Products are indexed as one document per market × locale combination. The ProductPresenter handles this automatically:

ruby
def index(product)
  documents = Spree::SearchProvider::ProductPresenter.new(product, store).call
  documents.each do |doc|
    client.collections[index_name].documents.upsert(doc)
  end
end

def remove(product)
  remove_by_id(product.prefixed_id)
end

def remove_by_id(prefixed_id)
  # Delete all locale/currency variants of this product
  client.collections[index_name].documents.delete(
    filter_by: "product_id:=#{prefixed_id}"
  )
end

The ProductPresenter returns an array of documents.
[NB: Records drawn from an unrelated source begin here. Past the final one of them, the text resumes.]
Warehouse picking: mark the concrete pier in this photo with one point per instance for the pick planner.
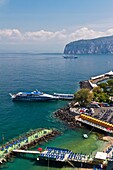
(30, 139)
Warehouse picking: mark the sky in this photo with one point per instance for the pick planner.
(48, 25)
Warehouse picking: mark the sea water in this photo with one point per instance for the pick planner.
(48, 73)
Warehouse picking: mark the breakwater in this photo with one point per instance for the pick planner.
(66, 116)
(26, 141)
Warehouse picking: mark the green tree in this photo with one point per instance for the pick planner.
(84, 97)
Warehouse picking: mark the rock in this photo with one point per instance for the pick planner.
(103, 45)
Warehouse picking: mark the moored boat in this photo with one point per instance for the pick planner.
(33, 96)
(70, 56)
(64, 96)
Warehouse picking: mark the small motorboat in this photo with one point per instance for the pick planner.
(85, 136)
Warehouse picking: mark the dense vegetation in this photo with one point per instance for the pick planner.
(102, 45)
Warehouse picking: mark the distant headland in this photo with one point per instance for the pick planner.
(102, 45)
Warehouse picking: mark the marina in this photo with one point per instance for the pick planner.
(60, 156)
(26, 141)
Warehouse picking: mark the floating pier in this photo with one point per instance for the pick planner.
(69, 158)
(30, 139)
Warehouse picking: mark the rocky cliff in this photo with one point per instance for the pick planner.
(103, 45)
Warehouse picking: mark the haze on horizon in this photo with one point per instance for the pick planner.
(48, 25)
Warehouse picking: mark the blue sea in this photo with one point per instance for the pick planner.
(48, 73)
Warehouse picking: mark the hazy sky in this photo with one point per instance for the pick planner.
(48, 25)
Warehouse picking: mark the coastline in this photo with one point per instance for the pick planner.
(102, 142)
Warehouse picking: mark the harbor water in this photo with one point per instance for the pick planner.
(48, 73)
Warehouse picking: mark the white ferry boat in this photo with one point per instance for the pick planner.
(33, 96)
(70, 56)
(64, 96)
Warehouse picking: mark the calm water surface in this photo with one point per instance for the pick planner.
(47, 73)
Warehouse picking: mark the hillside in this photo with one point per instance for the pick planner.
(103, 45)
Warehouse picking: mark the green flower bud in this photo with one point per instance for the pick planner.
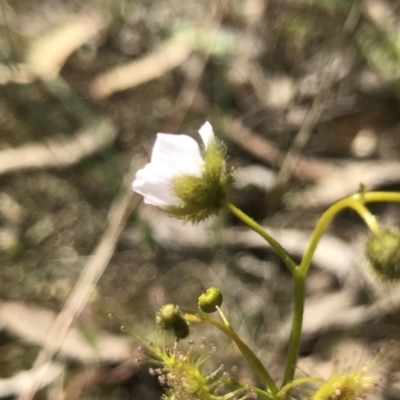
(170, 318)
(210, 300)
(383, 254)
(189, 182)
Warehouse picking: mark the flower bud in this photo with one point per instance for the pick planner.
(383, 254)
(189, 182)
(170, 318)
(210, 300)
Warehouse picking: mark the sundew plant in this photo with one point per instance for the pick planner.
(192, 182)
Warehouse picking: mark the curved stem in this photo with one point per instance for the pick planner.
(251, 358)
(297, 323)
(282, 253)
(356, 202)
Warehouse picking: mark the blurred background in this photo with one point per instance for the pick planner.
(305, 94)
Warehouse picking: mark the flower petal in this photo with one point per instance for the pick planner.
(207, 134)
(178, 154)
(155, 185)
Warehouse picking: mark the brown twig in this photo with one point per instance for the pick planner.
(307, 169)
(119, 212)
(58, 152)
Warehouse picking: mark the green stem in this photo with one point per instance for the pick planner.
(251, 358)
(356, 202)
(282, 253)
(297, 323)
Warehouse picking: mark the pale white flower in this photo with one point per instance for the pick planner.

For a store with US (USD/English) and EU (EUR/German+French) markets, one product produces 3 documents — each with flat name, price, locale, currency fields.
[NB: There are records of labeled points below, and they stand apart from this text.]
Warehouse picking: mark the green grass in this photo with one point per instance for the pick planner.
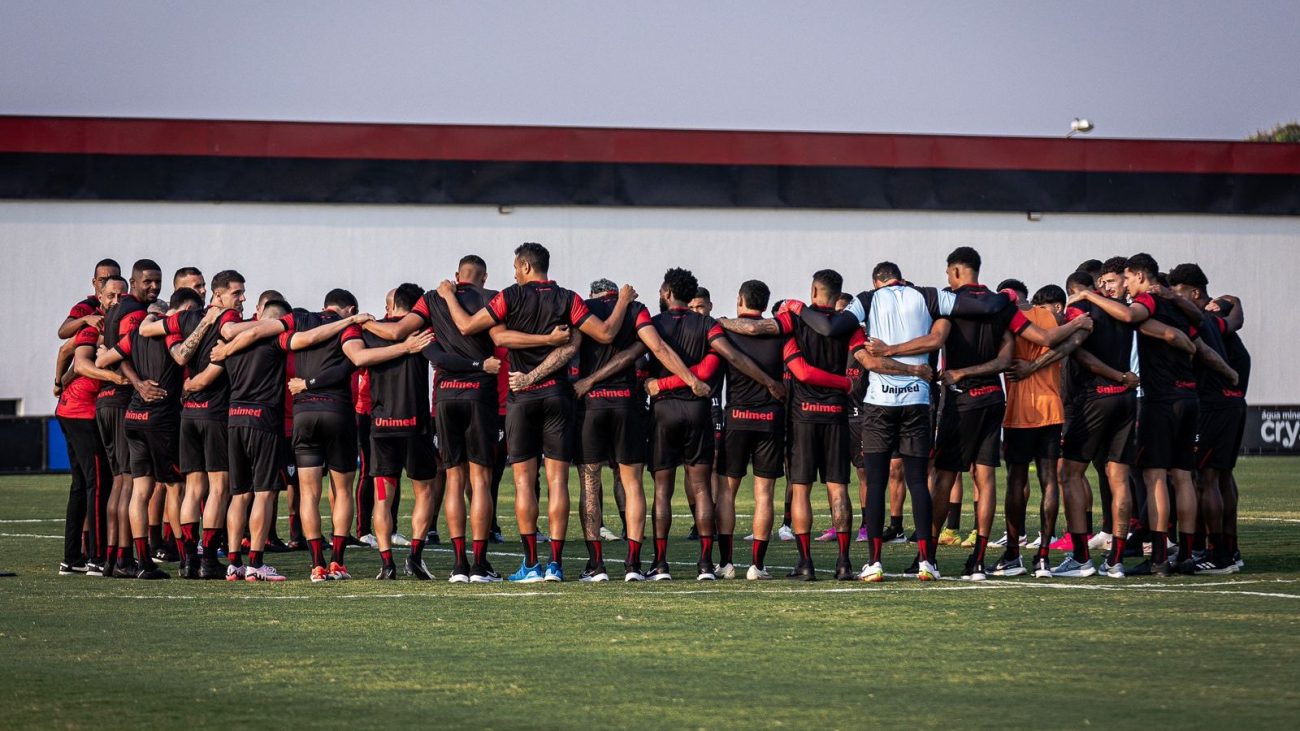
(1187, 652)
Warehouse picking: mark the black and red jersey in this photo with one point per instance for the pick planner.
(212, 401)
(312, 363)
(1110, 341)
(258, 376)
(593, 355)
(460, 385)
(809, 401)
(120, 320)
(690, 336)
(976, 341)
(399, 392)
(152, 362)
(749, 405)
(1166, 372)
(537, 308)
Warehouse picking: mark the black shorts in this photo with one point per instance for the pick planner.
(325, 438)
(819, 449)
(112, 432)
(1166, 436)
(411, 453)
(765, 450)
(969, 437)
(1220, 437)
(1101, 429)
(467, 432)
(203, 446)
(683, 433)
(897, 431)
(256, 458)
(154, 453)
(541, 427)
(611, 433)
(1028, 444)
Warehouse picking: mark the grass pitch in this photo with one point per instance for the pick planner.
(1187, 652)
Step 4: Implement Bulk Reindex

Use preload_associations_lazily to avoid N+1 queries:

ruby
def reindex(scope = nil)
  scope ||= store.products
  ensure_index_settings!

  scope.reorder(id: :asc)
       .preload_associations_lazily
       .find_in_batches(batch_size: 500) do |batch|
    documents = batch.flat_map { |p| presenter_class.new(p, store).call }
    index_batch(documents)
  end
end

def index_batch(documents)
  client.collections[index_name].documents.import(documents, action: 'upsert')
end

def ensure_index_settings!
  # Create/update your collection schema here
end
<Info> Use `flat_map` (not `map`) because `ProductPresenter#call` returns an array of documents per product. </Info>

Step 5: Register the Provider

ruby
Spree.search_provider = 'MyApp::SearchProvider::Typesense'

Then reindex:

bash
rake spree:search:reindex

Provider Contract Reference

MethodRequiredDescription
search_and_filter(scope:, query:, filters:, sort:, page:, limit:)YesSearch, filter, sort, paginate, and return facets. Must return a SearchResult.
self.indexing_required?YesReturn true to enable background indexing jobs.
index(product)YesIndex a single product. ProductPresenter#call returns an array of documents.
remove(product)YesRemove all locale/currency variants from the index.
remove_by_id(prefixed_id)YesRemove by prefixed product ID (product may already be deleted).
reindex(scope)YesBulk reindex with ensure_index_settings! + batch indexing.
index_batch(documents)YesIndex a batch of pre-serialized documents.
ensure_index_settings!NoConfigure index schema. Called by reindex and rake task.

SearchResult

ruby
Spree::SearchProvider::SearchResult.new(
  products: ar_relation,                          # ActiveRecord::Relation
  filters: [...],                                 # Array of facet hashes
  sort_options: [{ id: 'price' }, ...],           # Array of sort option objects
  default_sort: 'manual',                         # Default sort string
  total_count: 150,                               # Total before pagination
  pagy: pagy_object                               # Pagy::Offset or Pagy::Meilisearch
)

ProductPresenter

ruby
documents = Spree::SearchProvider::ProductPresenter.new(product, store).call
# => [
#   { prefixed_id: "prod_abc_en_USD", product_id: "prod_abc", locale: "en",
#     currency: "USD", name: "Blue Shirt", price: 29.99, ... },
#   { prefixed_id: "prod_abc_de_EUR", product_id: "prod_abc", locale: "de",
#     currency: "EUR", name: "Blaues Hemd", price: 27.50, ... }
# ]

Indexing Lifecycle

The Spree::SearchIndexable concern on Product provides:

MethodDescription
product.add_to_search_indexIndex synchronously (inline)
product.remove_from_search_indexRemove synchronously (inline)
product.search_presentationPreview the documents that would be indexed
rake spree:search:reindexBulk reindex all products

Background jobs (IndexJob, RemoveJob) fire on after_commit when indexing_required? is true.

Important: Prefixed IDs

Always use prefixed IDs (ctg_abc, prod_xyz, optval_abc) when indexing. Never use raw database IDs — Spree supports UUID primary keys.